Two separate reports issued today call into question the policies of the International Monetary Fund and World Bank as they prepare for the start of their annual meetings. The aid agencies, Oxfam International and Christian Aid, accuse the IMF in particular of being unwilling to take effective action to help the poor.

Oxfam says the East Asian experience during the past three decades shows that reducing inequality and tackling poverty is the most effective path to economic growth. "Economic success has been accompanied by a silent revolution of poverty reduction. More people have moved out of poverty more quickly than at any time in history," it says.

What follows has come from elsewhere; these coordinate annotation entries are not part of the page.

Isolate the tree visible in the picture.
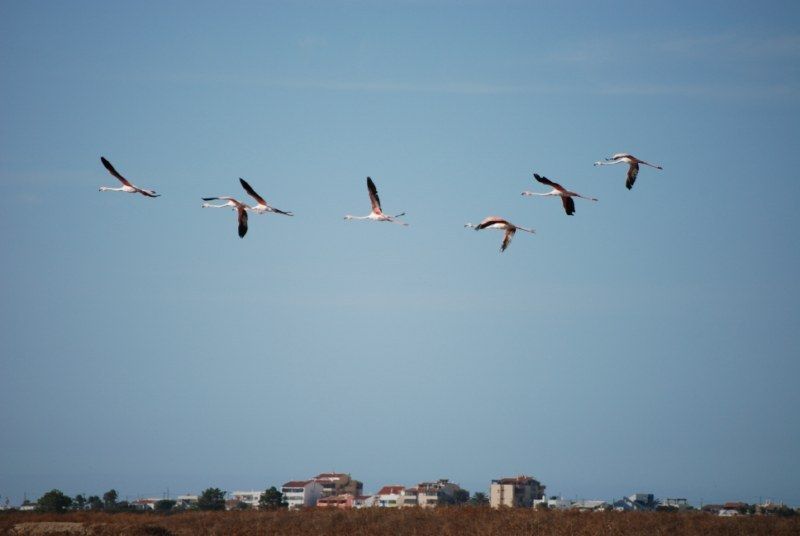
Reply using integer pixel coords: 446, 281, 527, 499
469, 491, 489, 506
36, 489, 72, 512
86, 495, 103, 510
154, 499, 178, 512
72, 493, 86, 510
258, 486, 289, 510
197, 488, 225, 510
103, 489, 117, 510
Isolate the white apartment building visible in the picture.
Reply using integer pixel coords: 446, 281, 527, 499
377, 486, 406, 508
231, 490, 264, 508
281, 480, 322, 508
416, 478, 461, 508
175, 495, 197, 508
489, 475, 545, 508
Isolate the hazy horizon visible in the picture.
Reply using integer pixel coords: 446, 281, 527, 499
0, 0, 800, 506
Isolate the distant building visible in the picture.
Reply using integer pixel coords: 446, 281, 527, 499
175, 495, 197, 508
317, 493, 356, 508
570, 499, 611, 512
231, 490, 264, 508
312, 473, 364, 497
281, 480, 322, 508
723, 502, 750, 514
353, 495, 378, 508
533, 495, 572, 510
657, 497, 689, 510
130, 498, 156, 510
489, 475, 545, 508
700, 504, 724, 515
612, 493, 658, 512
376, 486, 406, 508
416, 478, 461, 508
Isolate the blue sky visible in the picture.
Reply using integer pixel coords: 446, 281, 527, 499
0, 2, 800, 504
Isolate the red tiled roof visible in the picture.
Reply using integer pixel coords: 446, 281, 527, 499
378, 486, 406, 495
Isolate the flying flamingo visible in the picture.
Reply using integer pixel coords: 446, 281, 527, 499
464, 216, 536, 253
100, 156, 160, 197
239, 177, 294, 216
344, 177, 408, 225
202, 196, 249, 238
594, 153, 664, 190
522, 173, 597, 216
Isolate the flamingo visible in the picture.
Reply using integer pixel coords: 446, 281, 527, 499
100, 156, 160, 197
344, 177, 408, 226
202, 196, 249, 238
464, 216, 536, 253
239, 177, 294, 216
594, 153, 664, 190
522, 173, 597, 216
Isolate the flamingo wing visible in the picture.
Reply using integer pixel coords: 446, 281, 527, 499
533, 173, 564, 192
236, 206, 247, 238
561, 195, 575, 216
625, 162, 639, 190
100, 156, 136, 188
239, 177, 267, 206
134, 186, 161, 197
475, 216, 508, 231
367, 177, 383, 214
500, 225, 517, 253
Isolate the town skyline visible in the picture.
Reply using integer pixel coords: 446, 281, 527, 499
0, 0, 800, 516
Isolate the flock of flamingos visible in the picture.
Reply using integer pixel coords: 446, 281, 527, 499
100, 153, 663, 252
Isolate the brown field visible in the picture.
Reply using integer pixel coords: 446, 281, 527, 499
0, 507, 800, 536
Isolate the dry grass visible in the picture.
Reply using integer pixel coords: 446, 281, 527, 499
0, 507, 800, 536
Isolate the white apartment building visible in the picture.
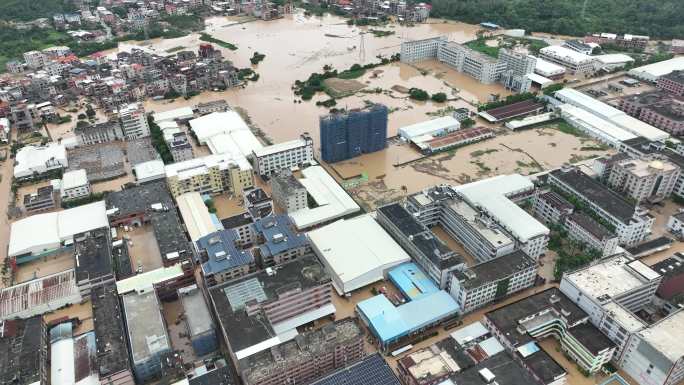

The report says that, contrary to received wisdom in the IMF and World Bank that growth will "trickle down" to relieve poverty, the link actually runs the other way. Policies that raise the incomes of the rural poor, and limit inequality by offering health, education and other services to the very poor, lead to economic success.

It emphasises the contrast between the relatively equal East Asian economies and the lack of economic success enjoyed by very unequal countries such as Brazil, Mexico and Zimbabwe. For example, growth in Mexico's national income has had to be four times as great as South Korea's to increase the incomes of the poorest tenth of the population by an equivalent amount.

"Equity is good for growth," the report concludes. It criticises the IMF for ignoring the increased poverty and inequality that resulted from its 1995 financial "rescue package" for the Mexican economy.

Christian Aid criticised the IMF for its lack of progress on the package of debt relief agreed at last year's annual meeting. "From governments to campaigners, no one has been impressed with the effort shown by the IMF."